Frequently Asked Questions

Real questions engineers ask when evaluating and operating Ollama. Click a question to expand the answer.

How much RAM/VRAM do I actually need to run a model?

A Q4_K_M quantized model needs roughly 0.6 GB per billion parameters for weights alone. So a 7B model needs ~4.5 GB, a 13B model needs ~8 GB, and a 70B model needs ~40 GB. Add 10-20% for KV cache at default context lengths. On Apple Silicon, Ollama uses unified memory, so your total system RAM is your VRAM budget. For a practical minimum: 8 GB RAM lets you run 7B models, 16 GB handles 13B, and 32 GB can run some 30B models.

What happens if a model is too large for my GPU memory?

Ollama gracefully handles this with "partial offload." The Scheduler's layer assignment uses binary search to find the optimal split between GPU and CPU. Layers that fit in VRAM run on the GPU; the rest run on CPU. This is slower than full GPU (typically 2-5x for CPU-bound layers) but faster than pure CPU. Monitor with ollama ps, which shows the GPU/CPU percentage. Force full CPU mode with OLLAMA_NUM_GPU=0.

Why is the first request slow but subsequent requests fast?

The first request triggers model loading: reading the GGUF file, allocating GPU memory, and loading weights. This "cold start" takes 2-10 seconds for 7B models and up to 60 seconds for 70B. Once loaded, the model stays in memory for the keep-alive duration (default: 5 minutes). Set OLLAMA_KEEP_ALIVE=-1 to keep models permanently loaded.

Can I run multiple models simultaneously?

Yes. Ollama's Scheduler supports multiple loaded models. By default, it auto-detects how many fit based on available memory. Models load on demand and the least-recently-used is evicted when memory is needed. Each model gets its own Runner subprocess. The Scheduler also supports parallel requests to the same model via OLLAMA_NUM_PARALLEL. Watch memory: two 7B models need ~9 GB, tight on 16 GB.

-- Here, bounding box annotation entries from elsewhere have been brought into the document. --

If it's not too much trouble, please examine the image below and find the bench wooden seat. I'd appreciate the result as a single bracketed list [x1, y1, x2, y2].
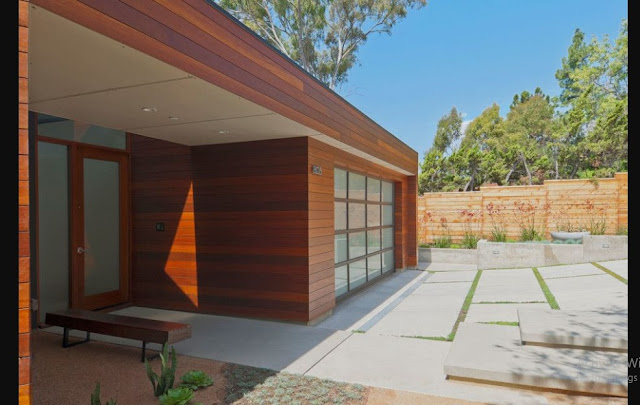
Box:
[45, 309, 191, 361]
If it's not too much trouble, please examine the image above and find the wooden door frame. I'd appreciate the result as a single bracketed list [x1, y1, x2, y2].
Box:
[30, 118, 133, 320]
[70, 144, 129, 309]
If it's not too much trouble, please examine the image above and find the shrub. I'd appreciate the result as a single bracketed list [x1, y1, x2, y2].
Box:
[616, 226, 629, 235]
[158, 387, 195, 405]
[462, 232, 480, 249]
[144, 343, 178, 397]
[433, 235, 451, 248]
[180, 370, 213, 391]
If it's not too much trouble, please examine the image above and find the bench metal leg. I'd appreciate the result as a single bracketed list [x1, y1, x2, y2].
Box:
[140, 340, 160, 363]
[62, 328, 91, 347]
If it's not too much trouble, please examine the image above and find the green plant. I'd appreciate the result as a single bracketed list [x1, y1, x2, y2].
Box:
[158, 387, 195, 405]
[91, 383, 116, 405]
[180, 370, 213, 391]
[460, 210, 482, 249]
[144, 343, 178, 397]
[514, 201, 549, 242]
[487, 203, 507, 242]
[433, 235, 451, 248]
[616, 226, 629, 235]
[462, 232, 480, 249]
[585, 199, 609, 235]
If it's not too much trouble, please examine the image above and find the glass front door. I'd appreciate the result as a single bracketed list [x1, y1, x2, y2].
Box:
[72, 145, 128, 309]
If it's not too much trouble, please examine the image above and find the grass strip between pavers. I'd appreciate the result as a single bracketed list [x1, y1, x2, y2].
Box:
[478, 321, 520, 326]
[447, 270, 482, 341]
[531, 267, 560, 309]
[591, 262, 629, 285]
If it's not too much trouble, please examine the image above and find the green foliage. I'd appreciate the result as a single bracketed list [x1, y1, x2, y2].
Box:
[419, 20, 628, 193]
[144, 343, 178, 397]
[462, 233, 480, 249]
[216, 0, 427, 89]
[180, 370, 213, 391]
[158, 387, 195, 405]
[91, 383, 116, 405]
[491, 227, 507, 242]
[520, 228, 543, 242]
[433, 235, 452, 248]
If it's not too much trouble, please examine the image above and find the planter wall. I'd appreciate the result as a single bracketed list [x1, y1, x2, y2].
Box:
[419, 235, 629, 270]
[418, 248, 478, 264]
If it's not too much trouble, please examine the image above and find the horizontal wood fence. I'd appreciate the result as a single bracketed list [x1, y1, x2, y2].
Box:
[418, 173, 628, 243]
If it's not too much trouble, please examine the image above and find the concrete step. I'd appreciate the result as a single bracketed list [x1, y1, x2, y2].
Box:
[518, 308, 629, 351]
[444, 322, 628, 397]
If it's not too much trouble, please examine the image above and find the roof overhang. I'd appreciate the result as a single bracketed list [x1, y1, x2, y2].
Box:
[29, 0, 417, 175]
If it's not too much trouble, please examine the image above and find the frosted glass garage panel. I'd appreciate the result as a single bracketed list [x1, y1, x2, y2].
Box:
[347, 173, 367, 200]
[367, 255, 382, 280]
[333, 201, 347, 231]
[382, 228, 393, 249]
[335, 265, 349, 296]
[382, 205, 393, 225]
[382, 181, 393, 203]
[367, 204, 380, 228]
[333, 169, 347, 198]
[348, 202, 366, 229]
[367, 177, 380, 202]
[349, 232, 367, 259]
[367, 229, 380, 253]
[382, 250, 394, 273]
[334, 233, 348, 263]
[349, 259, 367, 290]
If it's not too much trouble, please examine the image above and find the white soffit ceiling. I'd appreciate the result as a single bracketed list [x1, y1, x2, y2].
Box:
[29, 5, 411, 175]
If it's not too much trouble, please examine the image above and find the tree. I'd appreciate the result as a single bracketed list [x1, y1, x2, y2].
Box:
[419, 107, 462, 193]
[217, 0, 427, 89]
[556, 20, 629, 178]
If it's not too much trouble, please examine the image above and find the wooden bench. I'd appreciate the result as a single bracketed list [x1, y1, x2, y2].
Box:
[45, 309, 191, 361]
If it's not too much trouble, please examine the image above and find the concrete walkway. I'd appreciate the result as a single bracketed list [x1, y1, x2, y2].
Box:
[43, 263, 628, 404]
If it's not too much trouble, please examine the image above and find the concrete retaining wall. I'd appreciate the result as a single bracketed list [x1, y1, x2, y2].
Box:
[419, 235, 629, 269]
[418, 248, 478, 264]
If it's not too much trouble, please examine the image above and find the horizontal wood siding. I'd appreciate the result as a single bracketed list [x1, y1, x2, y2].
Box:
[132, 136, 310, 322]
[33, 0, 418, 173]
[14, 0, 31, 404]
[418, 173, 628, 243]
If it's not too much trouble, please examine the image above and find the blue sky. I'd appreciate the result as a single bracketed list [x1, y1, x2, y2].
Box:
[339, 0, 627, 162]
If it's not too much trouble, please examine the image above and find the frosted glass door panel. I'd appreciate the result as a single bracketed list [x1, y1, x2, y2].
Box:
[83, 158, 120, 295]
[38, 142, 69, 322]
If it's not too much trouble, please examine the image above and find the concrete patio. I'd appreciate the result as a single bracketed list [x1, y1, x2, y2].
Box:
[41, 261, 628, 404]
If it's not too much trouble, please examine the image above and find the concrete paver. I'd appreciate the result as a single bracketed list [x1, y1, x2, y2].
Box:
[598, 260, 629, 280]
[444, 322, 628, 396]
[425, 270, 478, 283]
[369, 282, 471, 337]
[538, 263, 603, 279]
[465, 303, 549, 322]
[545, 274, 629, 313]
[473, 269, 546, 302]
[518, 308, 629, 350]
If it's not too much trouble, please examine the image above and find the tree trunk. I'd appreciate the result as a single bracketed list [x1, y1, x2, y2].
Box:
[463, 167, 477, 191]
[520, 152, 533, 185]
[504, 160, 518, 186]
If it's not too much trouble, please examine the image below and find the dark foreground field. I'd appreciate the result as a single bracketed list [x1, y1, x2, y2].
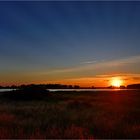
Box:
[0, 91, 140, 139]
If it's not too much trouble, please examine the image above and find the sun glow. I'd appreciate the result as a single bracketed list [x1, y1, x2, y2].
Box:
[111, 77, 123, 87]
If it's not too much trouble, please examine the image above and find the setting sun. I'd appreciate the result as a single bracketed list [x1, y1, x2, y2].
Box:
[111, 77, 123, 87]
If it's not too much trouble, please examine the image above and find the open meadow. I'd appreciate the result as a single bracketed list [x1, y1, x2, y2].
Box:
[0, 90, 140, 139]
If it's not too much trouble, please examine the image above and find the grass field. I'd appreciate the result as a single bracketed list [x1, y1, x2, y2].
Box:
[0, 91, 140, 139]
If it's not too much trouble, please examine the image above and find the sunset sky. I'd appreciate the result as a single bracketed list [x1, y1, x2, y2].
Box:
[0, 1, 140, 86]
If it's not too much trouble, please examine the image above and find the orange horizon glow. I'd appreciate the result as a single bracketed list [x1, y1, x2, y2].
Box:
[0, 75, 139, 87]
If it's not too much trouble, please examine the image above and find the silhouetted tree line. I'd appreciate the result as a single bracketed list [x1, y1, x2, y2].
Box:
[0, 84, 80, 89]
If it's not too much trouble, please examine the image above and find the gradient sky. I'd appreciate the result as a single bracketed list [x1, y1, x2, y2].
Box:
[0, 1, 140, 86]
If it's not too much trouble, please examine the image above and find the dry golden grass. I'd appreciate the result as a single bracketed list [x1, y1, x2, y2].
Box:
[0, 91, 140, 139]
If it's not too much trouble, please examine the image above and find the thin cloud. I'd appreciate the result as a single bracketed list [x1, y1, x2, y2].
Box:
[44, 56, 140, 74]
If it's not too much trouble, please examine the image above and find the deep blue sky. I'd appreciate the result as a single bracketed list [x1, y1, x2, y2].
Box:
[0, 1, 140, 86]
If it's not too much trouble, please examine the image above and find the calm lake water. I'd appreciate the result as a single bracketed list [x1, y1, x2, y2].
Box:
[0, 89, 137, 92]
[49, 89, 131, 92]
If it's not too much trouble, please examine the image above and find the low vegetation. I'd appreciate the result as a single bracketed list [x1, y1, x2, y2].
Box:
[0, 90, 140, 139]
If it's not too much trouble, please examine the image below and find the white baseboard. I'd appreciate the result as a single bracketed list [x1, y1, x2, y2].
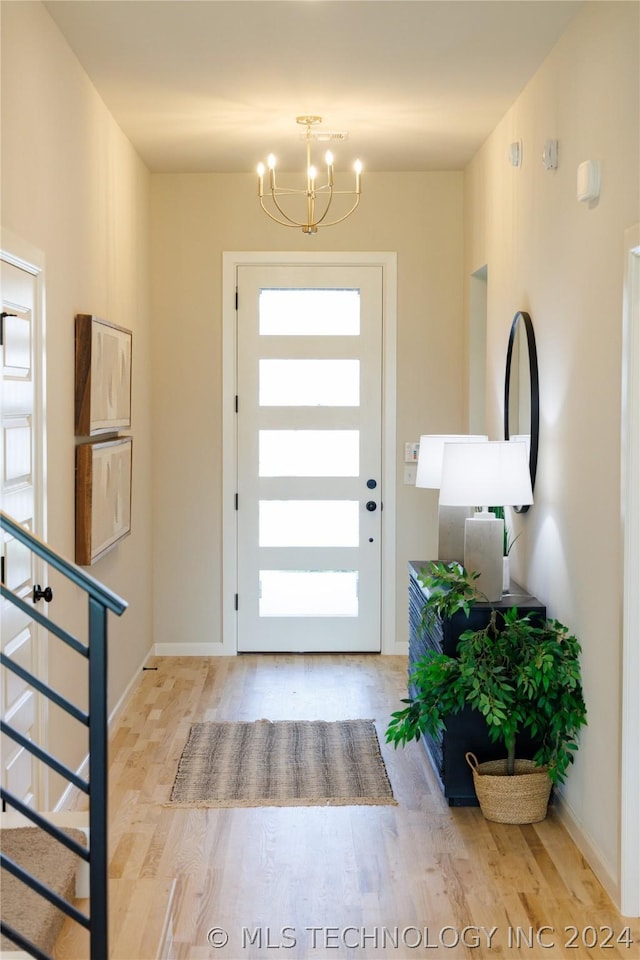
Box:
[554, 791, 621, 910]
[153, 643, 236, 657]
[54, 650, 154, 813]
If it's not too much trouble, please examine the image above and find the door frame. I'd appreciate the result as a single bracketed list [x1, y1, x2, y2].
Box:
[220, 251, 398, 656]
[620, 224, 640, 917]
[0, 227, 49, 810]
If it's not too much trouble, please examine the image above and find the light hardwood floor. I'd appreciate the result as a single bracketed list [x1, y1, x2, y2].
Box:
[56, 655, 640, 960]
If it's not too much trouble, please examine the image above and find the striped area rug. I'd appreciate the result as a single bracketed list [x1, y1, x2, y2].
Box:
[169, 720, 396, 807]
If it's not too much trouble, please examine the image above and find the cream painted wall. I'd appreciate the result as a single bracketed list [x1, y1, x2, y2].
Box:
[1, 2, 152, 803]
[151, 172, 465, 643]
[465, 2, 640, 896]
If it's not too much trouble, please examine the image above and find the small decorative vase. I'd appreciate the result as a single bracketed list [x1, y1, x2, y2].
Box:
[502, 557, 511, 593]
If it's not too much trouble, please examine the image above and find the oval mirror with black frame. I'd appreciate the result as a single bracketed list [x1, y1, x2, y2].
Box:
[504, 310, 540, 513]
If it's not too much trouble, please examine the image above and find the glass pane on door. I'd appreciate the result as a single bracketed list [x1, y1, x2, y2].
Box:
[258, 500, 360, 547]
[259, 570, 358, 617]
[258, 360, 360, 407]
[258, 430, 360, 477]
[258, 289, 360, 337]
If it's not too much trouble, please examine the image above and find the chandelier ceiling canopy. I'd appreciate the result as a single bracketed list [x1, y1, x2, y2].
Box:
[258, 116, 362, 236]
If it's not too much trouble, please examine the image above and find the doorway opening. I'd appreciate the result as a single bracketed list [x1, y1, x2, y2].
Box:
[223, 253, 395, 654]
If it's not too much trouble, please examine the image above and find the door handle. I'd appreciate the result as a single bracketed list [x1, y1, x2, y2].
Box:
[33, 583, 53, 603]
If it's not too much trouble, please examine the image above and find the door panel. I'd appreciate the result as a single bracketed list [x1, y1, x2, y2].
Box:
[0, 259, 46, 805]
[238, 266, 382, 652]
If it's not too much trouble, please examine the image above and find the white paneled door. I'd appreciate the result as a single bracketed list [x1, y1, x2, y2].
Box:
[237, 265, 382, 652]
[0, 255, 46, 807]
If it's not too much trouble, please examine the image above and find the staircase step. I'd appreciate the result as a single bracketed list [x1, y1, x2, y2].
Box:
[0, 827, 86, 956]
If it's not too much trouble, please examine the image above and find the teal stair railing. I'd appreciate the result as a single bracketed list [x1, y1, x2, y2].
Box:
[0, 511, 127, 960]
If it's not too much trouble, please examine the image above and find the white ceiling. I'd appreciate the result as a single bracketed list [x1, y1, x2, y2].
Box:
[45, 0, 581, 172]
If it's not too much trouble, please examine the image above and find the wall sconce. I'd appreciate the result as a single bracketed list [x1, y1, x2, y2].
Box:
[440, 440, 533, 602]
[576, 160, 600, 202]
[416, 434, 489, 563]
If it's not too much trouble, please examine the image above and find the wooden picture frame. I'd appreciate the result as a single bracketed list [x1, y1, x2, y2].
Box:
[75, 437, 133, 566]
[75, 313, 132, 437]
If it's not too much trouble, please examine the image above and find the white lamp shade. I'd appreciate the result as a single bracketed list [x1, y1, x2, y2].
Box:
[440, 440, 533, 507]
[416, 433, 489, 488]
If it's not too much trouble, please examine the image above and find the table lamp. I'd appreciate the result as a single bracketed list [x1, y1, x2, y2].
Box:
[416, 434, 489, 563]
[440, 440, 533, 602]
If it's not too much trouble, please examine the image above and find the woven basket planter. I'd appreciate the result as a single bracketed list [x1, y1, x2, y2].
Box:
[465, 753, 551, 823]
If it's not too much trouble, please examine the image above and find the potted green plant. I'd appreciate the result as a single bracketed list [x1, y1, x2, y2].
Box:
[386, 563, 586, 823]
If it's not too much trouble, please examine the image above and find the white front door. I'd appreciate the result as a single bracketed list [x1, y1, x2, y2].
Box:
[0, 254, 46, 807]
[237, 265, 382, 652]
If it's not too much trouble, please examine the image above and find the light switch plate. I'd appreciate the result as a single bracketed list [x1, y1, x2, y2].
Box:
[404, 464, 418, 487]
[404, 440, 420, 463]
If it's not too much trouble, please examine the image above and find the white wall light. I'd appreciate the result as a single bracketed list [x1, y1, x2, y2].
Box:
[576, 160, 600, 202]
[542, 140, 558, 170]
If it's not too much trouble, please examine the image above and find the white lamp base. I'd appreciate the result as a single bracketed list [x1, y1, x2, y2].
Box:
[438, 504, 474, 563]
[464, 512, 504, 603]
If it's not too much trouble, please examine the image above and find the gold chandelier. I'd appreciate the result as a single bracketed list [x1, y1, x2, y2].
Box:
[258, 117, 362, 235]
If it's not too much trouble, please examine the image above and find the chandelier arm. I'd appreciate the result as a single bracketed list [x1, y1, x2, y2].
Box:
[260, 197, 304, 228]
[315, 183, 333, 226]
[318, 190, 360, 227]
[271, 191, 306, 227]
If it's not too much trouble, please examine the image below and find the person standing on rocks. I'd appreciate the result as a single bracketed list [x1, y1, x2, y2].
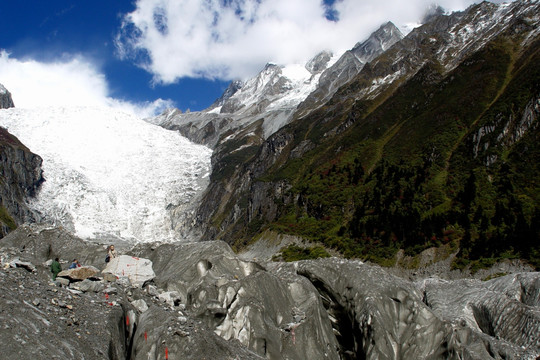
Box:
[51, 258, 62, 281]
[69, 259, 81, 269]
[105, 245, 118, 262]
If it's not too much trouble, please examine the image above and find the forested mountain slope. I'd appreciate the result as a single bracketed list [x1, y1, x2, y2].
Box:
[199, 1, 540, 267]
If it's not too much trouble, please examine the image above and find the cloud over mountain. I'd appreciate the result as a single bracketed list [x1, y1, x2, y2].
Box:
[116, 0, 510, 84]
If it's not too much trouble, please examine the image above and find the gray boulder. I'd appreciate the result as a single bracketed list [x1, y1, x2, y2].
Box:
[0, 84, 15, 109]
[70, 279, 105, 293]
[102, 255, 156, 287]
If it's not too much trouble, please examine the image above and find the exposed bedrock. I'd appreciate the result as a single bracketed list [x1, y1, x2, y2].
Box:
[0, 226, 540, 360]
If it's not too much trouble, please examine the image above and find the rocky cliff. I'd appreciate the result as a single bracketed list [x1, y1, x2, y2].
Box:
[0, 226, 540, 360]
[191, 1, 540, 266]
[0, 84, 44, 238]
[0, 84, 15, 109]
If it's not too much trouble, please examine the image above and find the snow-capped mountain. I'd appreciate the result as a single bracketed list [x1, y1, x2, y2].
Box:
[0, 107, 211, 242]
[149, 22, 403, 147]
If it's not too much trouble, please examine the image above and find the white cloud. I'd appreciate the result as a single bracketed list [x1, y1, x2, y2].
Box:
[0, 51, 173, 117]
[116, 0, 508, 84]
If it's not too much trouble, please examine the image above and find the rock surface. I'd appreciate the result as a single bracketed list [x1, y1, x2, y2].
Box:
[0, 84, 15, 109]
[0, 226, 540, 359]
[58, 266, 99, 281]
[102, 255, 156, 287]
[0, 127, 44, 238]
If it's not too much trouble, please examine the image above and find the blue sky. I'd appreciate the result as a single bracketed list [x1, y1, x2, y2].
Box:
[0, 0, 229, 110]
[0, 0, 510, 112]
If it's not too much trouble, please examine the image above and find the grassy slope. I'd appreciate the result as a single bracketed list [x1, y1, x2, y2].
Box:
[256, 33, 540, 266]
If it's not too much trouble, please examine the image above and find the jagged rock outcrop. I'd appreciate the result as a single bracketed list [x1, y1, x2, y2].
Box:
[299, 22, 403, 115]
[0, 127, 44, 238]
[0, 226, 540, 360]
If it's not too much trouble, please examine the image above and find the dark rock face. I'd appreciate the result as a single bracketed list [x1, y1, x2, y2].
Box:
[0, 128, 44, 237]
[0, 226, 540, 360]
[0, 84, 15, 109]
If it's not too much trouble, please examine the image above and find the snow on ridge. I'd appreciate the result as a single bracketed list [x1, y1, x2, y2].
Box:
[0, 107, 211, 242]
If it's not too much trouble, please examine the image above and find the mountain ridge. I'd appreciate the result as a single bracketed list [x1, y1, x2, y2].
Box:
[187, 1, 539, 270]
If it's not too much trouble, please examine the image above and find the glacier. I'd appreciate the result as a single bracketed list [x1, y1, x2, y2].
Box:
[0, 107, 212, 242]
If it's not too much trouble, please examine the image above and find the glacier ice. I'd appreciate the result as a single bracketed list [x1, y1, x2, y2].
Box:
[0, 107, 211, 242]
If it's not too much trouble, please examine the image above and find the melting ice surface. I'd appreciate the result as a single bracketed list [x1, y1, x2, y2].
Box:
[0, 107, 211, 242]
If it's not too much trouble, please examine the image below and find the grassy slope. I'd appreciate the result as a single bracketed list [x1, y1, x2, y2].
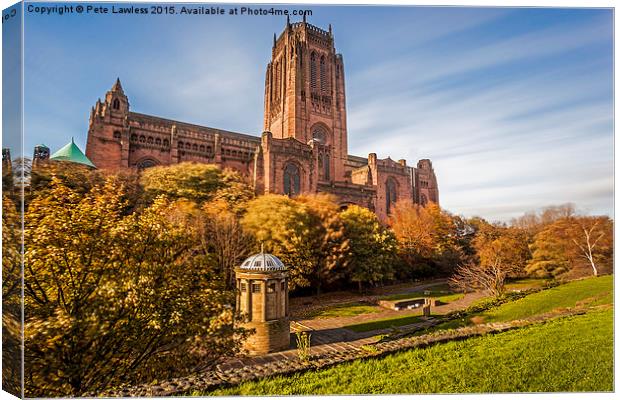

How do I use Ollama as a drop-in replacement for OpenAI?

Set base URL to http://localhost:11434/v1 and use any API key (Ollama ignores it). With the Python OpenAI SDK: client = OpenAI(base_url="http://localhost:11434/v1", api_key="ollama"). The /v1/chat/completions, /v1/completions, and /v1/embeddings endpoints implement the OpenAI specification. Most features work -- streaming, tool calling, structured outputs, system messages.

How does Ollama compare to running llama.cpp directly?

Ollama wraps llama.cpp and adds model management, auto GPU detection, a persistent server, model scheduling, and the OpenAI-compatible API. Trade-off: ~5-15% performance overhead and less control over low-level settings. Use raw llama.cpp if you need max tokens/second, custom CUDA kernels, or speculative decoding. Use Ollama if you value convenience or need an API server.

What's the diagnostic approach for unexpectedly slow generation?

Start with ollama ps to check GPU vs CPU layer split. Then check OLLAMA_NUM_PARALLEL for contention. Verify no other process is consuming GPU memory (nvidia-smi on NVIDIA, Activity Monitor on macOS). Try enabling flash attention with OLLAMA_FLASH_ATTENTION=1 and reducing context length. On Linux, ensure you're using the proprietary NVIDIA driver, not nouveau.
💡
Pro tip: Create a custom model with your preferred settings using a Modelfile: FROM llama3.2, PARAMETER temperature 0.3, SYSTEM "Your persona here". Then run ollama create my-model -f Modelfile. Custom models share base weights, consuming minimal extra disk space.